If Yang Guo were explicitly a canon ace, then he would be the best example of the kind of ace character I want in fiction. Of course, he’s not a canon ace character, and I have to deduct a heck of a lot of points for that. However, while I have found much goodness during this past year as I’ve binged on fiction with canon ace characters, I still feel like I have not quite found what am I looking for. If I found a canon ace character who has all of the qualities which makes me like Yang Guo so much as a headcanon!ace character, would I then finally be satisfied? Probably not, because I would still want more aromantic representation, and Yang Guo very much is not aromantic.

Or is he? Okay, obviously, he’s not aromantic aromantic, but a case could be made that he is demiromantic. He only falls in love once in his life, and only after he had a close relationship with that person for years. That seems pretty demiromantic, and while Jin Yong rarely has characters fall in love with each other at first sight (unless they are supporting/minor characters, especially female characters), it generally takes something significantly less than living with a particular person for years to get a Jin Yong character to fall in love.

And there is Guo Jing who, at this point, feels to me that he is at the border between headcanon and canon demisexual. The way he is described in the novel fits the dictionary definition (or at least the wiktionary definition) perfectly. Is that enough to make him a canon demisexual, without writer confirmation or explicitly saying that he demisexual? How explicit is explicit enough? I feel that he is just one notch shy of being the kind of representation I could call ‘canon’ rather than ‘headcanon’.

And then there is Fei Ruoran, who is not from the Condor Trilogy at all, or even a Jin Yong novel. There is actually even less substantial evidence in the text that she is ace than for Yang Guo or Guo Jing. It’s mostly the total absence of any sign that she has sexual feelings.
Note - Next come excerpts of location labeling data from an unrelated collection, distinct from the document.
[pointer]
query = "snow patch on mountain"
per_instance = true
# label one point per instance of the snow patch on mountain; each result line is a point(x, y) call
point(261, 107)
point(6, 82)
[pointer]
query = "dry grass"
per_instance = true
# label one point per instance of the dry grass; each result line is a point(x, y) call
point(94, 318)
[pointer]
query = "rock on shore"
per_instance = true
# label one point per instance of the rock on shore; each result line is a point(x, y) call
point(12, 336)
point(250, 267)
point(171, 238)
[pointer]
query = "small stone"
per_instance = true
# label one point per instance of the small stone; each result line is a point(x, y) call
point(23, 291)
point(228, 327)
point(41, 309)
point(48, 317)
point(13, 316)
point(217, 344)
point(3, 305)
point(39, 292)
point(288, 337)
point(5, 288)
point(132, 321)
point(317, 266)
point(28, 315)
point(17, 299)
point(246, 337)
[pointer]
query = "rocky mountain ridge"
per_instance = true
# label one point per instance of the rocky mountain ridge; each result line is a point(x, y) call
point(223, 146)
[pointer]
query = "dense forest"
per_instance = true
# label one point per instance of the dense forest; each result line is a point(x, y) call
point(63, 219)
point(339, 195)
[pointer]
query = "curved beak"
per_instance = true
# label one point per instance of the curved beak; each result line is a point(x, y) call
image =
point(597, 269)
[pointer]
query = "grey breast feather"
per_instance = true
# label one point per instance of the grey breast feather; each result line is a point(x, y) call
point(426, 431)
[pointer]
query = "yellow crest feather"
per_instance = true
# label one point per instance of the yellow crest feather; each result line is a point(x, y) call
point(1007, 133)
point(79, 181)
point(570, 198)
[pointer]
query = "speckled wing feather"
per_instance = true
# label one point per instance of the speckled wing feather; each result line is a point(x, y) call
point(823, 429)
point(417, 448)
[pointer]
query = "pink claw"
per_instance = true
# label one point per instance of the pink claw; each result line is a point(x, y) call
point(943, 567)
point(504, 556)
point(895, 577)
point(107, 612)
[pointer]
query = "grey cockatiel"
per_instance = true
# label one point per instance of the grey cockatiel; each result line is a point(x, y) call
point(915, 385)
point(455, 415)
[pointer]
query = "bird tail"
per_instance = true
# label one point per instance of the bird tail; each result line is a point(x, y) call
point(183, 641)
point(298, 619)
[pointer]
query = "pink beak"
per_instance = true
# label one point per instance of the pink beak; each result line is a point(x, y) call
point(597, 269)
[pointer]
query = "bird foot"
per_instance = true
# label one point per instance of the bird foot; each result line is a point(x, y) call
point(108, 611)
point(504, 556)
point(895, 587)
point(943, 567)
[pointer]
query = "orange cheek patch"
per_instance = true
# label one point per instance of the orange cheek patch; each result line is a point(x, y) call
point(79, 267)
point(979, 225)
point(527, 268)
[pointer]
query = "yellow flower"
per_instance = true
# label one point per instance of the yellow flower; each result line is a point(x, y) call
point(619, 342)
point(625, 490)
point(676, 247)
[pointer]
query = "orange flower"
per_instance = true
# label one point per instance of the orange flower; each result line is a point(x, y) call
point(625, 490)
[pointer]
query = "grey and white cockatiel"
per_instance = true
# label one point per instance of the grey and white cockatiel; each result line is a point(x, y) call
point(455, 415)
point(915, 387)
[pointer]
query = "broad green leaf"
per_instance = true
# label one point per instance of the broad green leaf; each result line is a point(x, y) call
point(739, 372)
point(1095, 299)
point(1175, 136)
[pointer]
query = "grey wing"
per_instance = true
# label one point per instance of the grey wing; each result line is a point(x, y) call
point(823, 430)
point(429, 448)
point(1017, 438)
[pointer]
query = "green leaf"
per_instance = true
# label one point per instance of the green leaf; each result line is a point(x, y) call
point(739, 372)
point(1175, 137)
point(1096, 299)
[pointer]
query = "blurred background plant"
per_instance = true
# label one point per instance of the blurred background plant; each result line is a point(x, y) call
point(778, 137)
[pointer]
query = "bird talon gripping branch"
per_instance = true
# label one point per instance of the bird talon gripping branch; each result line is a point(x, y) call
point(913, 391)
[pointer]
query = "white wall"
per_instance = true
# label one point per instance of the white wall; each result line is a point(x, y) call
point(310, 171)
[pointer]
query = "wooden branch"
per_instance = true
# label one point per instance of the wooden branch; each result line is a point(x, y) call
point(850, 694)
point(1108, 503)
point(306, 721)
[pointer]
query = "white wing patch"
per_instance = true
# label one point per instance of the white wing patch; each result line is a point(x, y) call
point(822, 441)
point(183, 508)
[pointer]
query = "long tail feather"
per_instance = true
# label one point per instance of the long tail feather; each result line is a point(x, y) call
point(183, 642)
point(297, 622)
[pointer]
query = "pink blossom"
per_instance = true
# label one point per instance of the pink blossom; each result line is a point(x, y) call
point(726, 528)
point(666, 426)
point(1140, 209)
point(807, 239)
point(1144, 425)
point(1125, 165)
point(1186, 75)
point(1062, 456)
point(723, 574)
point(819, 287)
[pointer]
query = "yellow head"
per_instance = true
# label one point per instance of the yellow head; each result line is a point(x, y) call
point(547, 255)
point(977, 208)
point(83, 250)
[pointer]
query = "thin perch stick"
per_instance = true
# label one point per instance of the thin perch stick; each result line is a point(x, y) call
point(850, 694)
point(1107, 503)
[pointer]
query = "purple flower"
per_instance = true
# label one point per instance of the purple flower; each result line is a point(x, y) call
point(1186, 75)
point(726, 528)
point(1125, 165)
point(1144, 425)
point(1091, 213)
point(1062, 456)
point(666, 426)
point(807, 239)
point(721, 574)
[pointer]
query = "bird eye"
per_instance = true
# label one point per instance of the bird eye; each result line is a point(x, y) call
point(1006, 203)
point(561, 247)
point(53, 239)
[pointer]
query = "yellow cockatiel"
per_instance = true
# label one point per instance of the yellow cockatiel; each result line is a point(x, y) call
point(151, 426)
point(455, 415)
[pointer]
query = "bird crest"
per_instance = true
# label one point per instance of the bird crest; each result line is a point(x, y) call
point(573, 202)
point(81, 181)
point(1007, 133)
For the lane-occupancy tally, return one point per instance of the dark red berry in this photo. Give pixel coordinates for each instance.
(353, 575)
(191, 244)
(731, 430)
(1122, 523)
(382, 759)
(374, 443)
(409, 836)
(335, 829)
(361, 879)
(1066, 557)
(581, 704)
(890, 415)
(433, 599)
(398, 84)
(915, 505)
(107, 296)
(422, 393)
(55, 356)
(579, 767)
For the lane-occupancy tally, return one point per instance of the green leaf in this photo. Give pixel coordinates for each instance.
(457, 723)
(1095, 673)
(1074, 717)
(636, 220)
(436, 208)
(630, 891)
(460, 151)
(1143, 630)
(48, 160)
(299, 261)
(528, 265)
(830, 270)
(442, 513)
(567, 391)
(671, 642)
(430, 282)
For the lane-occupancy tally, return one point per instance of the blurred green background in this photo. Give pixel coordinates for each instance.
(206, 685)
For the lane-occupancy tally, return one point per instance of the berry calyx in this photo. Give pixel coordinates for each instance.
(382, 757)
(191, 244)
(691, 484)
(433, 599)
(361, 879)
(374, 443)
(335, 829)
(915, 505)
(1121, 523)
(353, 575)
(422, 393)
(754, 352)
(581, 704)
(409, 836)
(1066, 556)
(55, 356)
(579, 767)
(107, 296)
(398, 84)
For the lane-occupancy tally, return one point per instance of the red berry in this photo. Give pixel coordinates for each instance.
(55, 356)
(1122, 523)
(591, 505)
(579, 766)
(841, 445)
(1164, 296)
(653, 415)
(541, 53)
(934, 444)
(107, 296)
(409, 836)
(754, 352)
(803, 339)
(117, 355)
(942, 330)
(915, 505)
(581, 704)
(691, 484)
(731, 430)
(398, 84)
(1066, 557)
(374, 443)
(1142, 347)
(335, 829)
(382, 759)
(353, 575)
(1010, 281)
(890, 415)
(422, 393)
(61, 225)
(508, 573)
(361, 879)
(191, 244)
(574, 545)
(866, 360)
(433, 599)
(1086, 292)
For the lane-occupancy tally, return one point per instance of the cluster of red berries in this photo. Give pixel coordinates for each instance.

There is actually a tiny bit of evidence that she is aromantic – namely, the scene where she says that she does not even know what romance is. However, the mere fact that she is a female protagonist in a wuxia novel who doesn’t fall in love with anybody is enough to suggest aromanticism to me.

If you got this far, thank you for bearing with my meandering thoughts, and happy Ace Awareness Week!